Commercial Litigation and Arbitration

Once Arbitration Compelled, District Court Lacks Ability to Stay It — The Question Is for the Arbitrator

C. Stay Pending a Decision from the Supreme Court

Smith v. ServiceMaster Holding Corp., 2013 U.S. Dist. LEXIS 71661 (W.D. Tenn. May 21, 2013):

Defendants assert that "this Court should stay the arbitration until the Supreme Court clarifies the standard of review for vacating [arbitration] clause construction awards." (ECF No. 153-1 at 24.) Defendants state that the Supreme Court granted certiorari in Sutter to resolve the circuit split on this issue. (Id.) [Note: Sutter was argued May 25, 2013.] Plaintiffs assert that there is no circuit split on this issue as the cases cited by Defendant, Reed and Sutter, differ in their application of law to facts but do not differ in their interpretations of Stolt-Nielsen. (ECF No. 155 at 18-20.)

This Court, however, does not have the authority to stay the arbitration pending the outcome of Sutter. While the Motion to Vacate is properly before this Court pursuant to 9 U.S.C. § 10(a), the question of whether to stay arbitration is not properly before this Court because this Court only has the discretionary power to stay a case "as an incident to its power to control its own docket." See Clinton, 520 U.S. at 706 (emphasis added); see also Jock v. Sterling Jewelers, Inc., 677 F. Supp. 2d 661, 667 & n.2 (S.D.N.Y. 2009) (noting that it is unclear whether a district court has the authority to stay class-action proceedings pending litigation). Because this Court has already compelled arbitration, the determination of whether to stay the arbitration should be made by the Arbitrator pursuant to his powers under the FAA and the arbitration agreement entered into by the parties. See Howsam v. Dean Witter Reynolds, Inc., 537 U.S. 79, 84, 123 S. Ct. 588, 154 L. Ed. 2d 491 (2002) ("Thus procedural questions which grow out of the dispute and bear on its final disposition are presumptively not for the judge, but for an arbitrator, to decide." (quoting John Wiley & Sons, Inc. v. Livingston, 376 U.S. 543, 557, 84 S. Ct. 909, 11 L. Ed. 2d 898 (1964)) (internal quotation marks omitted)); Jock v. Sterling Jewelers, Inc., 738 F. Supp. 2d 445, 450 (S.D.N.Y. 2010) ("[T]he Court sees no reason not to permit the arbitrator to determine in the first instance whether to stay the class arbitration proceeding . . . ."); see also Bandler v. Charter One Bank, 59 A.3d 157, 159 (Vt. 2012) (noting that the arbitrator had granted a stay of the arbitration pending the outcome of Stolt-Nielsen upon motion of the defendant).

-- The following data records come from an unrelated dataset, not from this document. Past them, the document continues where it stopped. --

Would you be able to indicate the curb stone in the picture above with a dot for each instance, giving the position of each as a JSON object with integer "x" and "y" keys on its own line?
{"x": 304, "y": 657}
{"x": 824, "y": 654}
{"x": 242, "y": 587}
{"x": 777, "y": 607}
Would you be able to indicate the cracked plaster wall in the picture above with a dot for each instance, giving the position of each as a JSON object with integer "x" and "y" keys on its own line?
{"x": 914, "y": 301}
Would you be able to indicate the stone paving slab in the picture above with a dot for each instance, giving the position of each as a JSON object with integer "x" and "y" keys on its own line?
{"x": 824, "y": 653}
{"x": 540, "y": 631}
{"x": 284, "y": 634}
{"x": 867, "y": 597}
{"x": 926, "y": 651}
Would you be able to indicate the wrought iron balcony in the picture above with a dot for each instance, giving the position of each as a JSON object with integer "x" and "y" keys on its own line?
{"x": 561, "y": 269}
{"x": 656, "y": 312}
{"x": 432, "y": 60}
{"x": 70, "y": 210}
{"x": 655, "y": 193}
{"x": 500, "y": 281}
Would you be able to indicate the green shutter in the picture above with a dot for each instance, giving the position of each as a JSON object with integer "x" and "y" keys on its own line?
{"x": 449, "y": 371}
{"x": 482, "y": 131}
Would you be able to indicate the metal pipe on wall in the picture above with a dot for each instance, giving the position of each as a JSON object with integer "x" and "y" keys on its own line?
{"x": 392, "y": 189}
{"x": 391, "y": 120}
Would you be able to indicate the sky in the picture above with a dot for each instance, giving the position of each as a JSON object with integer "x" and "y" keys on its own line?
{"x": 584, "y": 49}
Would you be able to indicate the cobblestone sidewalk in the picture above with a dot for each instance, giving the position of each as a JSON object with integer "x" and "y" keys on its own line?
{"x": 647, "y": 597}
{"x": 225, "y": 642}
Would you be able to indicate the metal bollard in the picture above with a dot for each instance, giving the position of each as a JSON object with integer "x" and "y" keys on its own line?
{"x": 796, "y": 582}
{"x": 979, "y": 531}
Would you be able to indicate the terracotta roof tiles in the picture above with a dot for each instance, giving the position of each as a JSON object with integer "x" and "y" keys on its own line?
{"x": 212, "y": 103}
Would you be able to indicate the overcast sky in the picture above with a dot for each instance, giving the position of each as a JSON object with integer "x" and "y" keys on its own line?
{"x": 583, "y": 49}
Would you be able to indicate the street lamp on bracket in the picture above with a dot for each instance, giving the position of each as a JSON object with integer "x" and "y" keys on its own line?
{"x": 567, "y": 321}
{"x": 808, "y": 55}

Even if this matter were properly before this Court, the Court would not stay the arbitration pending the outcome of Sutter. As previously stated, the decision whether to grant a stay is discretionary, Gray, 628 F.3d at 785, and the moving party bears the burden of demonstrating that they will "suffer irreparable injury if the case moves forward, and that the nonmoving party will not be injured by a stay." Int'l Bhd. Of Elec. Workers, 1989 U.S. App. LEXIS 10266, at *9. In the instant case, Defendants have not put forth any facts demonstrating that they will "suffer irreparable injury" if a stay is not granted. Additionally, a stay would result in the unnecessary delay of the arbitration process to the disadvantage of the non-moving party and would not necessarily simplify the issues before the Arbitrator. See Jock, 677 F. Supp. 2d at 667- 68 ("Delay is the bane of the American legal system, and this Court is loath to contribute to further delay."). As a result, Defendants would not have met their burden in showing that a stay is warranted.